Closed ecortestws closed 7 years ago
Can you please issue:
select @@global.gtid_mode, @@global.gtid_purged
on your master?
That makes sense. We need to solve the GTID recognition problem.
By default orchestrator
does not RESET SLAVE ALL
and does not SET GLOBAL read_only=0
. To do both, set ApplyMySQLPromotionAfterMasterFailover: true
I apologize for the inconvenient name. I'll be working to minimize the number of configuration params.
As per https://github.com/github/orchestrator/pull/57:
What's missing in this story is the MASTER_USER and MASTER_PASSWORD, which are likely to not exist, because the old master was like not having replication info. So that leads to the case where even after positioning, the old master cant truly replicate from the promoted master. Nonetheless, it is placed in the correct position to assume replication once credential settings are applied.
The problem is orchestrator
doesn't have the username & password of your replication user.
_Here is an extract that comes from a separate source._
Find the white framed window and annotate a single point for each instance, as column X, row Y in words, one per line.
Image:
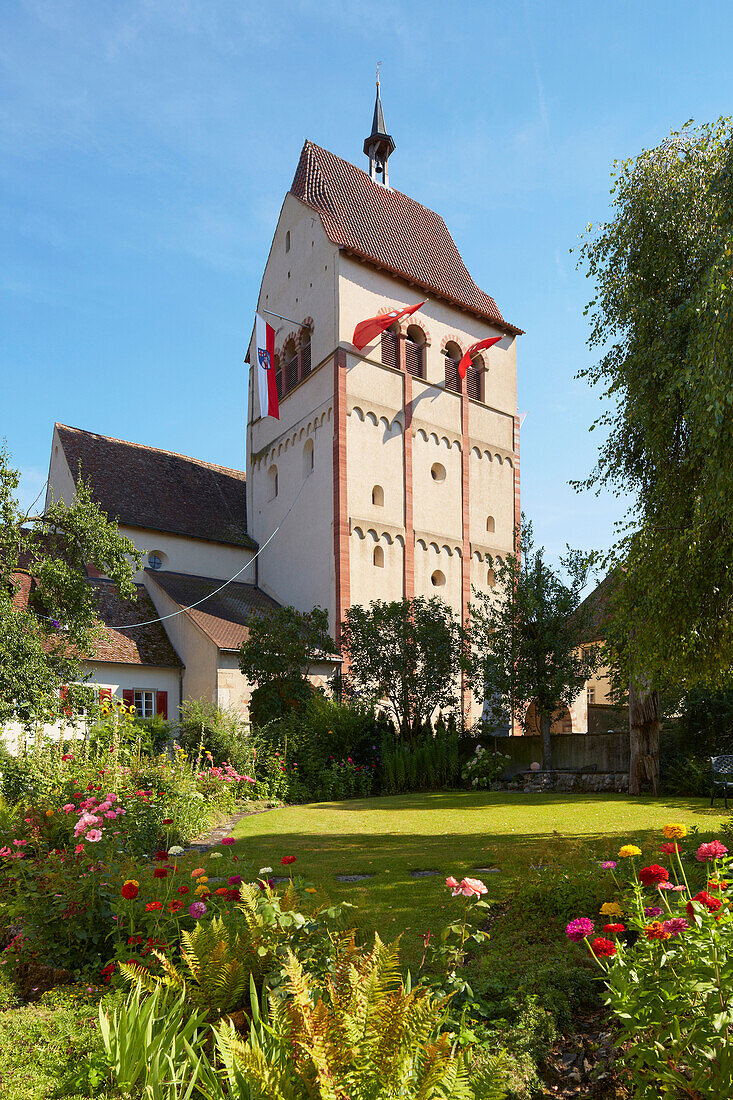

This can be easily scripted on the user's side. I really think that in the event of planned takeover the user should choose the identity of the new master. If orchestrator
were to choose the identity -- fine, but no promises held that everything would work. Perhaps your setup is such where the promoted server would not be the one you'd expect.
You may find such statement confusing. Your own setup may be simple enough, but there are various setups that are not as simple to deal with: servers with no log-slave-updates
(can happen with 5.7
GTID), a mixture of 5.6
and 5.7
etc.
Some servers may not be able to grab the VIP the current master has. Or are in an unreliable physical location. Please understand orchestrator
has "seen it all" and much of its behavior is crafted by experiencing non-trivial scenarios.
To this end, when things go bad, orchestrator
is very smart in making the best of a situation. But at planned failovers, it would very much like you to set up your topology in a way that makes sense to you and will guarantee survival of all servers you care about.
mysql> select @@global.gtid_mode, @@global.gtid_purged\G
*************************** 1. row ***************************
@@global.gtid_mode: ON
@@global.gtid_purged: 17255cd9-b2f6-11e6-b59d-005056946d8b:1-15546,
604d9088-a5c6-11e6-8f72-005056945836:1-8796013,
9cb4118b-a5c6-11e6-96c0-005056945189:1-37645
1 row in set (0.00 sec)
There are so many options that didn't see that. Will check it, thanks!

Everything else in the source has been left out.